[SOLVED] How to use read_csv in dataset with broken pipe "¦" as seprator???

How to use read_csv in dataset with broken pipe "¦" as seprator???

I have 10 files datasets 10mb to 8gb, and I am trying to read a dataset txt with size 8gb that I cannot read because of the "¦" (Broken pipe)... Almost all that have size highest than 200mb have this same problem and the smallest files have the "normal" pipe( | ).

The code is:

p = 0.001  # % of lines

df = pd.read_csv("protectedSearch_GPRS.txt", sep='¦', 
                    skiprows= lambda i: i>0 and random.random() > p)

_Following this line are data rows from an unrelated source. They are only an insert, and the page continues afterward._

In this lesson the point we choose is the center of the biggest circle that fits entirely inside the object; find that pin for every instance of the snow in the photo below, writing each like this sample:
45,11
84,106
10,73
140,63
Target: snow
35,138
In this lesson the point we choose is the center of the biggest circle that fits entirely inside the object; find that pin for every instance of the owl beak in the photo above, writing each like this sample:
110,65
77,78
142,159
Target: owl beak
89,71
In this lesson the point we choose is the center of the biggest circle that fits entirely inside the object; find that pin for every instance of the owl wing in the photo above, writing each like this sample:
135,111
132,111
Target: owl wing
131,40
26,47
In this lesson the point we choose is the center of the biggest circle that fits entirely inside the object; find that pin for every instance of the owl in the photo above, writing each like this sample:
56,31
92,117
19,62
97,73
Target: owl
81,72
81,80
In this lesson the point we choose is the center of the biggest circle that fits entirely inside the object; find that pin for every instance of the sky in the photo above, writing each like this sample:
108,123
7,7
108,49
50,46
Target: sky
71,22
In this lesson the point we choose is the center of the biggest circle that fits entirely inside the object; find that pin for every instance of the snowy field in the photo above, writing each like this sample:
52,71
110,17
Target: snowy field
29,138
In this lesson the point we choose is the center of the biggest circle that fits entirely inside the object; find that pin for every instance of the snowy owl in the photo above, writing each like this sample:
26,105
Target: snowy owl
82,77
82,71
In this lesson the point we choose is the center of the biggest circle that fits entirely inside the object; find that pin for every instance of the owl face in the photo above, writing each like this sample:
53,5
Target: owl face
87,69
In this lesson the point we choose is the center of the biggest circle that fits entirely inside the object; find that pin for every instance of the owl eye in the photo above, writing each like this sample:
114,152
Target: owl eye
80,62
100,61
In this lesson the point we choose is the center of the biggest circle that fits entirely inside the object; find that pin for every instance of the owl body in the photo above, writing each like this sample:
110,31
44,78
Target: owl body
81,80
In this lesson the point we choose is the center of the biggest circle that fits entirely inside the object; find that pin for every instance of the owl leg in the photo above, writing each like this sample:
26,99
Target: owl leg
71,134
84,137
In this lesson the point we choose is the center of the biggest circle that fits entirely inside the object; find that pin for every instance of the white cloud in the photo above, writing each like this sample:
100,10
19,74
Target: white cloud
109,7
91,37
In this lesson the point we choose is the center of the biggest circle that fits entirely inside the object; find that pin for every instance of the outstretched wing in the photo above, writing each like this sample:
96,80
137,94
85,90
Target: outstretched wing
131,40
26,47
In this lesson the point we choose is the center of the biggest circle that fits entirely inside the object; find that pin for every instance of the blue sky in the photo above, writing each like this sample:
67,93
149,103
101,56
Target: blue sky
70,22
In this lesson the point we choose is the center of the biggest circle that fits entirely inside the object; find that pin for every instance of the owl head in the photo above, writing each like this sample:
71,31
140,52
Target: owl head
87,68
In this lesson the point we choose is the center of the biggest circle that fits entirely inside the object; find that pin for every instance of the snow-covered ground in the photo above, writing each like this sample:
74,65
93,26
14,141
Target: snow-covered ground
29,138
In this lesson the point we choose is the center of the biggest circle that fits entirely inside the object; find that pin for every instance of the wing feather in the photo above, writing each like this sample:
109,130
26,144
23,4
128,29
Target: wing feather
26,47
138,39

     ParserWarning: Falling back to the 'python' engine because the separator 
     encoded in utf-8 is > 1 char long, and the 'c' engine does not support such 
     separators; you can avoid this warning by specifying engine='python'.
       after removing the cwd from sys.path.

So What exactly is it? Is it a bug? How to handle with this problem? I am trying to solve this have 2 days and I really don't know what to do more.

Thank you very much and sorry for any language error.

Solution

Not a bug. The Pandas C engine only supports single-character splitting. The broken pipe is technically two UTF-8 characters, thus the error the character is > 1

For example:

len('¦'.encode('utf-8'))
Out[24]: 2
len(','.encode('utf-8'))
Out[25]: 1

If you want to suppress the warning, explicitly state which engine you wish to use:

df = pd.read_csv(
      "protectedSearch_GPRS.txt", 
      sep='¦', 
      skiprows=lambda i: i > 0 and random.random() > p,
      engine='python'
)

Using engine=python enables matching with multi-string/regex splitting.